Collision-resistant hashes were originally developed for use in cryptosystems. Is a hash intended for cryptography also good for use in systems with different characteristics?
Cryptographic hashes are short-lived. Data is forever, secrecy is not. The literature is rife with examples of cryptosystems that turned out to not be nearly as secure as we thought. Weakness are frequently discovered within a few years of a cryptographic hash's introduction[2,8,10]. On the other hand, lifetimes of operating systems, file systems, and file transfer protocols are frequently measured in decades. Solaris, FFS, and ftp come to mind immediately. Cryptologists choose algorithms based on how long they want to keep their data secure, while computer scientists should choose their algorithms based on how long they want to keep their data, period. (Cryptologists may desire to keep data secure for decades, but most would not expect their current algorithms to actually accomplish this goal.)
Obsolecence can occur overnight. A related consideration is how quickly obsolescence occurs for cryptosystems. In operating systems, we are used to systems slowing and gracefully obsolescing over a period of years. Cryptosystems can go from state-of-the-art to completely useless overnight.
Obsolescence is inevitable. Large governments, corporations, and scientists all have a huge incentive to analyze and break cryptographic hashes. We have no proof that any particular hash, much less SHA-1, is ``unbreakable.'' At the same time, history tells us that we should expect any popular cryptographic hash to be broken within a few years of its introduction. If anyone had built a distributed file system using compare-by-hash and MD4, it would already be unusable today, due to known attacks that take seconds to find a collision using a personal computer.
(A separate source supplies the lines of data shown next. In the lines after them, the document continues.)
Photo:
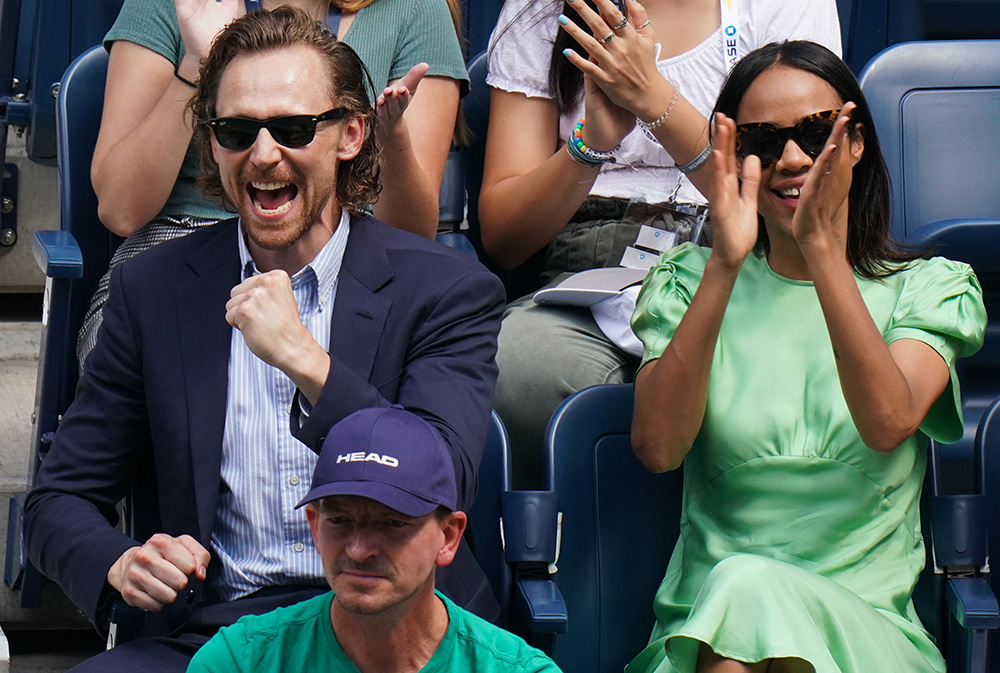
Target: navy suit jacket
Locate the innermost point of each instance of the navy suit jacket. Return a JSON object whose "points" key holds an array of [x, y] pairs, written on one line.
{"points": [[414, 323]]}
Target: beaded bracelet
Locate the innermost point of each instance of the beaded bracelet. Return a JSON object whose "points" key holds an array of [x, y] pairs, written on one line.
{"points": [[579, 150], [662, 119], [697, 162]]}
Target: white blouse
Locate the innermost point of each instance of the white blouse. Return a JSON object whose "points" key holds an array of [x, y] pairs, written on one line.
{"points": [[521, 49]]}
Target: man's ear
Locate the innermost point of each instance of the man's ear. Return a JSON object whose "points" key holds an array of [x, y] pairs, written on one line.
{"points": [[352, 139], [452, 526], [857, 144]]}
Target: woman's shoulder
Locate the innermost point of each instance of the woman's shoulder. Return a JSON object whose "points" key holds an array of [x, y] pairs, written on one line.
{"points": [[151, 24], [520, 48], [933, 272]]}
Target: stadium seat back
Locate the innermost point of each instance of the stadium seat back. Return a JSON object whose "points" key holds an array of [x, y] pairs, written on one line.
{"points": [[620, 523], [619, 526], [484, 517]]}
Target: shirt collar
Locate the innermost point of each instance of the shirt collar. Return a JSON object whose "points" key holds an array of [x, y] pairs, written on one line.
{"points": [[325, 266]]}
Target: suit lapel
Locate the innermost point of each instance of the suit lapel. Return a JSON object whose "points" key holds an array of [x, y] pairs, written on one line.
{"points": [[359, 313], [205, 340]]}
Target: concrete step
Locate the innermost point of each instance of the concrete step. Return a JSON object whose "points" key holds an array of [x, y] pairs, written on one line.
{"points": [[20, 334]]}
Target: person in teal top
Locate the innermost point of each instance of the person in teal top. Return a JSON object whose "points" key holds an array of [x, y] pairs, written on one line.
{"points": [[145, 167], [382, 510], [796, 370]]}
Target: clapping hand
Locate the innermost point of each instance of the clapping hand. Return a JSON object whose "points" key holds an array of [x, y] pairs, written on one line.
{"points": [[622, 57], [732, 206], [824, 194]]}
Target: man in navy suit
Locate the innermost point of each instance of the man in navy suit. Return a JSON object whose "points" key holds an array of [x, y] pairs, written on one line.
{"points": [[226, 355]]}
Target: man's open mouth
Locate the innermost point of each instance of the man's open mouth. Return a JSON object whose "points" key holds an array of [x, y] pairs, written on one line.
{"points": [[272, 198]]}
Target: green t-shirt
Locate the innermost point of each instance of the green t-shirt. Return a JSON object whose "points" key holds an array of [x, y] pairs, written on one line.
{"points": [[390, 36], [300, 638]]}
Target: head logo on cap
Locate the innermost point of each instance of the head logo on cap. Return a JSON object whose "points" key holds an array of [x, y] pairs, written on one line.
{"points": [[388, 461]]}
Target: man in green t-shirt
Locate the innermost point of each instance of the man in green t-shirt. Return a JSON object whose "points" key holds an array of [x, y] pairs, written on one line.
{"points": [[382, 510]]}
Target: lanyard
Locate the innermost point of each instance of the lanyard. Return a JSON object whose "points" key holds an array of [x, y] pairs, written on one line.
{"points": [[332, 19], [730, 32]]}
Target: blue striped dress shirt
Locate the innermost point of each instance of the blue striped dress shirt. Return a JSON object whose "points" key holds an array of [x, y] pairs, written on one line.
{"points": [[259, 538]]}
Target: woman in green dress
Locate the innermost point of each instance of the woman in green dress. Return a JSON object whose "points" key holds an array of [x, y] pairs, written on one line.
{"points": [[796, 369]]}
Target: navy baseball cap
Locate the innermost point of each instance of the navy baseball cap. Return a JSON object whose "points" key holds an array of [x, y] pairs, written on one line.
{"points": [[390, 456]]}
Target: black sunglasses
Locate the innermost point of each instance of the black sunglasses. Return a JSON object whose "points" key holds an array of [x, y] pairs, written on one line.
{"points": [[239, 133], [767, 141]]}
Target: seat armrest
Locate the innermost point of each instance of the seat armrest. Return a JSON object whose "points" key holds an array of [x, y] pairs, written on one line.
{"points": [[126, 621], [972, 602], [541, 606], [530, 526], [57, 254]]}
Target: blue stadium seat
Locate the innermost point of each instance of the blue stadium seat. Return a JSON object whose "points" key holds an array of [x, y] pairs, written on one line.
{"points": [[869, 26], [478, 19], [620, 524], [484, 517], [988, 463], [49, 35], [935, 106]]}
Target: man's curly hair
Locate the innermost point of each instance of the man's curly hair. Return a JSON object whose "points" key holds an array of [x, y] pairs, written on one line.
{"points": [[349, 83]]}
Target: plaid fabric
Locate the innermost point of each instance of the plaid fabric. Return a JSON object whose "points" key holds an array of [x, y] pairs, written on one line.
{"points": [[163, 228]]}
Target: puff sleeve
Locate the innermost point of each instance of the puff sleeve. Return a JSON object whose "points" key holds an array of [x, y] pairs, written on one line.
{"points": [[666, 293], [941, 305]]}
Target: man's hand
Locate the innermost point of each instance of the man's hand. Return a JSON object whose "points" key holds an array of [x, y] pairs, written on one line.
{"points": [[150, 576], [396, 97], [263, 308]]}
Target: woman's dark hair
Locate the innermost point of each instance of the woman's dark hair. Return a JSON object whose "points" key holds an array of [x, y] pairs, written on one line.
{"points": [[565, 79], [871, 250]]}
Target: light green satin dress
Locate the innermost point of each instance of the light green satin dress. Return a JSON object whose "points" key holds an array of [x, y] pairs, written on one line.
{"points": [[796, 539]]}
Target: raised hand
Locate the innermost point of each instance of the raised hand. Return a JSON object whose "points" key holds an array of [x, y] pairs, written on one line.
{"points": [[607, 123], [732, 205], [201, 20], [622, 59], [823, 197], [263, 308], [396, 97], [151, 576]]}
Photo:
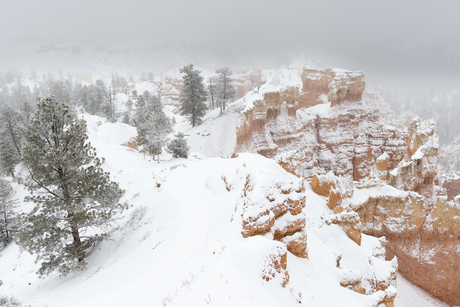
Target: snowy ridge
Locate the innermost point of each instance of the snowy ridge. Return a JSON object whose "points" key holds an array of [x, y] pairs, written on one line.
{"points": [[180, 244]]}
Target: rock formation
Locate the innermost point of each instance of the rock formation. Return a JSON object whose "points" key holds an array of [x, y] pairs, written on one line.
{"points": [[343, 133], [276, 208]]}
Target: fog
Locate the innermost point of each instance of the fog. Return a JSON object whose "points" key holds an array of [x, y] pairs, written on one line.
{"points": [[385, 39]]}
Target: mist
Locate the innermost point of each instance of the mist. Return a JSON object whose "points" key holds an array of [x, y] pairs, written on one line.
{"points": [[388, 40]]}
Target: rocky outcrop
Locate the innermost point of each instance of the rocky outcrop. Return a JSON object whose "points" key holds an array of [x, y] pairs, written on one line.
{"points": [[276, 264], [276, 208], [335, 135], [418, 171], [426, 244], [452, 186], [337, 85]]}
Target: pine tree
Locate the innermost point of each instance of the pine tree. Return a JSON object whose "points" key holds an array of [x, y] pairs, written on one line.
{"points": [[71, 192], [225, 88], [178, 147], [154, 104], [193, 95], [10, 120], [152, 134], [9, 158], [141, 111], [8, 221], [212, 91]]}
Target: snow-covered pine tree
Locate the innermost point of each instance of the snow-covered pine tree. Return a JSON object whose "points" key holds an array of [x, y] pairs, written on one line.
{"points": [[178, 147], [154, 104], [10, 120], [225, 88], [212, 91], [70, 190], [9, 157], [152, 134], [193, 95], [8, 221], [141, 111]]}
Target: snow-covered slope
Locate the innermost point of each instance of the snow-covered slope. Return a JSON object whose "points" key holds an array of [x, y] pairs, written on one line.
{"points": [[180, 244]]}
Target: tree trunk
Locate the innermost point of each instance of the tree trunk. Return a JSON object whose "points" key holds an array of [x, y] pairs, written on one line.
{"points": [[77, 243]]}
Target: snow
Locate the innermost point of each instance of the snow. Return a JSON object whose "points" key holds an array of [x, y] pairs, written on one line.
{"points": [[180, 244], [410, 295]]}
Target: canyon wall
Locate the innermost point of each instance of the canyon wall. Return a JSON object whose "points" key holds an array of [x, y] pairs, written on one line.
{"points": [[330, 125], [326, 126]]}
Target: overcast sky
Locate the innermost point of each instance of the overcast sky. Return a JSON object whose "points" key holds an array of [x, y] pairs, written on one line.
{"points": [[421, 37]]}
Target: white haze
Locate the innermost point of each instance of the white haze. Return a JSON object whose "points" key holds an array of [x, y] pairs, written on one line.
{"points": [[383, 38]]}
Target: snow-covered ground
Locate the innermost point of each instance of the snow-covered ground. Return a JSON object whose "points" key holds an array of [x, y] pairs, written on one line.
{"points": [[180, 244]]}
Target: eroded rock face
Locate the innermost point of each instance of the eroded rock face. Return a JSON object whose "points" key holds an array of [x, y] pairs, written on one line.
{"points": [[418, 171], [337, 85], [276, 208], [426, 244], [336, 135], [452, 186], [276, 264]]}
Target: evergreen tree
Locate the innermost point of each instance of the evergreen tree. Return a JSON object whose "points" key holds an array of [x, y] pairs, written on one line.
{"points": [[178, 147], [225, 88], [10, 120], [70, 190], [212, 91], [141, 111], [193, 95], [155, 104], [9, 157], [8, 221], [152, 134]]}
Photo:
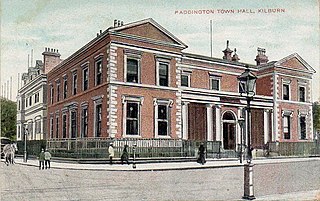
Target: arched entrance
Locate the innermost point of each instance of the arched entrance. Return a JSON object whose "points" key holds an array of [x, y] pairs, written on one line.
{"points": [[229, 131]]}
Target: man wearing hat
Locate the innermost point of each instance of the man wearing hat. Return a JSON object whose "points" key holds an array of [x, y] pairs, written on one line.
{"points": [[111, 152]]}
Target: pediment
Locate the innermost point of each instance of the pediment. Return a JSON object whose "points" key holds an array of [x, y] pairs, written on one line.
{"points": [[149, 29]]}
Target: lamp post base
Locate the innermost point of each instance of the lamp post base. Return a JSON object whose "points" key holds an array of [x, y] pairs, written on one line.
{"points": [[248, 182]]}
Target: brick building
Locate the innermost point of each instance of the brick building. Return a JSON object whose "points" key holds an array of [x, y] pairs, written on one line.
{"points": [[135, 81], [32, 97]]}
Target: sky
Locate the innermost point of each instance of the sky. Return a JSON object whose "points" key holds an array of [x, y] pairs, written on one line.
{"points": [[67, 25]]}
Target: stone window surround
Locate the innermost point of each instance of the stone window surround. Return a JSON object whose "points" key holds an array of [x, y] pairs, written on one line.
{"points": [[125, 100], [168, 103], [164, 60], [131, 54]]}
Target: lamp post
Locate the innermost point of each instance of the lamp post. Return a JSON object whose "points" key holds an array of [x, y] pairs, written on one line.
{"points": [[241, 123], [25, 145], [247, 85], [134, 156]]}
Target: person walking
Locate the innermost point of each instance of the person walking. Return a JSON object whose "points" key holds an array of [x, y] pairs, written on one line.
{"points": [[47, 158], [41, 159], [125, 155], [202, 159], [111, 152]]}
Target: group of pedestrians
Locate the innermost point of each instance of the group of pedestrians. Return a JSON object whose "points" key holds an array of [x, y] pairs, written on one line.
{"points": [[44, 159]]}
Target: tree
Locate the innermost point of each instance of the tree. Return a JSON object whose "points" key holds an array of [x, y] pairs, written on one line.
{"points": [[8, 118], [316, 116]]}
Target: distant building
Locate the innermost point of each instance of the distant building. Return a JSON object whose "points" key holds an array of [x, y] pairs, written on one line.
{"points": [[134, 81], [32, 98]]}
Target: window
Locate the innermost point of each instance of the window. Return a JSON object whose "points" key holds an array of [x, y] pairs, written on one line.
{"points": [[286, 127], [85, 78], [65, 88], [51, 127], [98, 119], [185, 80], [51, 94], [215, 83], [98, 72], [57, 127], [132, 118], [286, 92], [74, 83], [163, 74], [302, 94], [58, 92], [162, 120], [38, 126], [132, 70], [303, 131], [84, 122], [162, 117], [64, 126], [242, 87], [73, 124]]}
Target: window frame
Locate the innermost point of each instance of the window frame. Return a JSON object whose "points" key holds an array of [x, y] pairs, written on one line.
{"points": [[139, 102], [132, 57], [100, 75], [163, 61], [74, 82], [168, 104]]}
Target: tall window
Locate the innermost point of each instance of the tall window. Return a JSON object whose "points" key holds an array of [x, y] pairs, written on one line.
{"points": [[215, 83], [51, 127], [73, 124], [286, 127], [163, 74], [74, 83], [132, 70], [84, 122], [85, 78], [132, 118], [57, 127], [64, 126], [303, 131], [98, 72], [163, 120], [98, 118], [286, 92], [65, 88], [185, 80], [58, 92], [302, 94], [51, 94]]}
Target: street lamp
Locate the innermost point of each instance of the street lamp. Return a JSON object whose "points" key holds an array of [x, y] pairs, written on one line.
{"points": [[241, 123], [247, 85], [25, 145], [134, 156]]}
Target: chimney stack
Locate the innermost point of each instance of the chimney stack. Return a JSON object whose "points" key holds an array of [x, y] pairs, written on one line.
{"points": [[51, 58], [227, 52], [261, 57], [235, 57]]}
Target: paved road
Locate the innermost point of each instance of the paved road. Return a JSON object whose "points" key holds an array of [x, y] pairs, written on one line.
{"points": [[28, 183]]}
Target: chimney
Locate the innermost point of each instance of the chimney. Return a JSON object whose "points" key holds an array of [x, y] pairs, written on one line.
{"points": [[227, 52], [51, 58], [261, 57], [235, 57]]}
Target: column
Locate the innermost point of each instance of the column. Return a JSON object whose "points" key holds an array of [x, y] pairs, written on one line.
{"points": [[209, 122], [218, 123], [185, 120]]}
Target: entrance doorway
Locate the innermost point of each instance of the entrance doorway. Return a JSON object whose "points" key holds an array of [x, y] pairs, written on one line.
{"points": [[229, 131]]}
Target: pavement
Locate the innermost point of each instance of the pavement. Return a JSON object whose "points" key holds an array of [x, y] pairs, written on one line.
{"points": [[172, 166]]}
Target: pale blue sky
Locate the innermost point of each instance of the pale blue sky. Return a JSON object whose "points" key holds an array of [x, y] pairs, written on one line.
{"points": [[67, 25]]}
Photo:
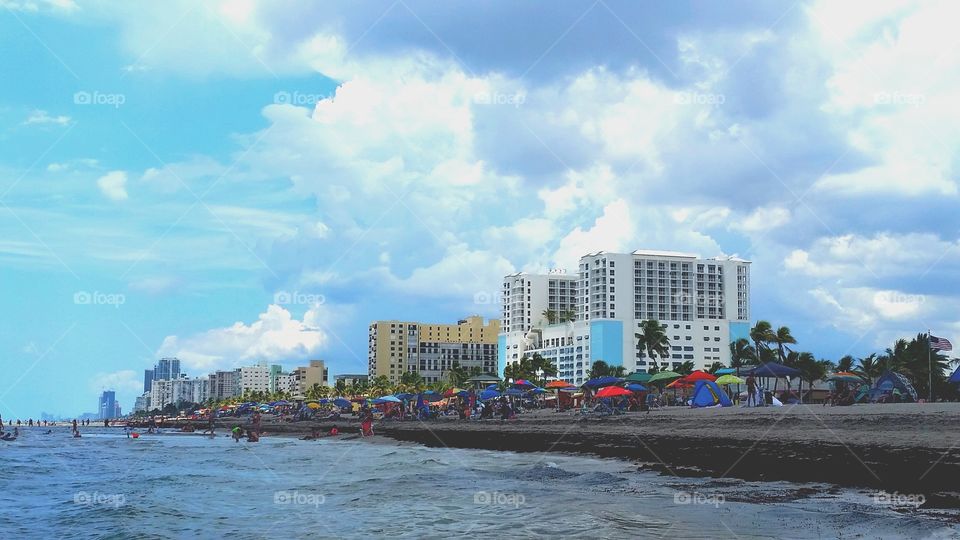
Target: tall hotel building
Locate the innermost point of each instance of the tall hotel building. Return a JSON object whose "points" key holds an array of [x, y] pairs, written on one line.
{"points": [[704, 304], [431, 349]]}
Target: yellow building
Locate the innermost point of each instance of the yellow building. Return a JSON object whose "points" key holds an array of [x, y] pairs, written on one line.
{"points": [[307, 376], [432, 349]]}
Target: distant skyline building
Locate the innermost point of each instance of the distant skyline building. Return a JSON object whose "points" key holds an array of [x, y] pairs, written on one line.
{"points": [[147, 379], [704, 304], [395, 347], [107, 406]]}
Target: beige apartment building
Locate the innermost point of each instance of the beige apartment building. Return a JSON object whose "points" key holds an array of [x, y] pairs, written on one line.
{"points": [[431, 349]]}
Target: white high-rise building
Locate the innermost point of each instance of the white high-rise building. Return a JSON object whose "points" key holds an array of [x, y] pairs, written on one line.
{"points": [[253, 378], [704, 304]]}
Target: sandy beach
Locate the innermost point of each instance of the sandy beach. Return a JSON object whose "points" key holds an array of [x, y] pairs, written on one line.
{"points": [[905, 448]]}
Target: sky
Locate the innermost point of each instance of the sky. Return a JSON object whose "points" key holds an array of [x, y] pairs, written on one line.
{"points": [[236, 181]]}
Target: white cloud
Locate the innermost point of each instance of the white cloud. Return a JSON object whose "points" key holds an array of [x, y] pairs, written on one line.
{"points": [[124, 381], [275, 337], [43, 117], [113, 185]]}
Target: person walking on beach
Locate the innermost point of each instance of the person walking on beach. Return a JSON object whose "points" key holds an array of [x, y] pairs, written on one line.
{"points": [[256, 422], [751, 391]]}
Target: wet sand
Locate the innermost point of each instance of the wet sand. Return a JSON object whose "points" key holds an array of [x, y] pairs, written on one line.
{"points": [[905, 448]]}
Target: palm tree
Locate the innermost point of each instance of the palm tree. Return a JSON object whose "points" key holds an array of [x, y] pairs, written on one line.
{"points": [[761, 334], [870, 368], [653, 339], [783, 337], [846, 363]]}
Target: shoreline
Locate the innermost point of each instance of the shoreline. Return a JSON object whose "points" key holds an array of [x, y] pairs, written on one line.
{"points": [[906, 449]]}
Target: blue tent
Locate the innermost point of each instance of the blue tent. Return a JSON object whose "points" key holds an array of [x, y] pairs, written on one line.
{"points": [[489, 394], [890, 381], [600, 382], [708, 394]]}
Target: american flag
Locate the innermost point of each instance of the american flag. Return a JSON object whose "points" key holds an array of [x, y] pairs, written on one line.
{"points": [[940, 344]]}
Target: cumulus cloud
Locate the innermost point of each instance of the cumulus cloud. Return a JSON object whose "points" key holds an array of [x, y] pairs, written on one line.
{"points": [[274, 337], [113, 185]]}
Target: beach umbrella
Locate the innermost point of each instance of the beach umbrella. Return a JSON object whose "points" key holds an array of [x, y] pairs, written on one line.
{"points": [[664, 376], [699, 375], [638, 376], [612, 391], [600, 382], [729, 379]]}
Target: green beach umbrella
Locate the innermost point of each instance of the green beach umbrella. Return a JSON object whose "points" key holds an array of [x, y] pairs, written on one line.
{"points": [[729, 379], [638, 376], [661, 377]]}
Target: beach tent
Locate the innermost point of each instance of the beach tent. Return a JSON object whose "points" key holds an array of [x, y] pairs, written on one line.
{"points": [[699, 375], [708, 394], [890, 381], [489, 394]]}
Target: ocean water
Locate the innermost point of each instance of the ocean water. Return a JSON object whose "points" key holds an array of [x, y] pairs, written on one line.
{"points": [[105, 485]]}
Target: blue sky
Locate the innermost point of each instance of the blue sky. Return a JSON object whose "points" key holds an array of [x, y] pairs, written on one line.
{"points": [[235, 181]]}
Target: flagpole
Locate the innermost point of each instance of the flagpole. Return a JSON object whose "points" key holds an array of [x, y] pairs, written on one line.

MD5 appears to be well on its way to unusability as well[8].
Upgrade strategy required. Given that our hash algorithms will be obsolete within a few years, systems using compare-by-hash need to have a concrete upgrade plan for what happens when anyone with a personal computer can generate a hash collision. Upgrade will be more difficult if any hash collisions have occurred, because part of your data will now be corrupted, possibly a very important part of your data.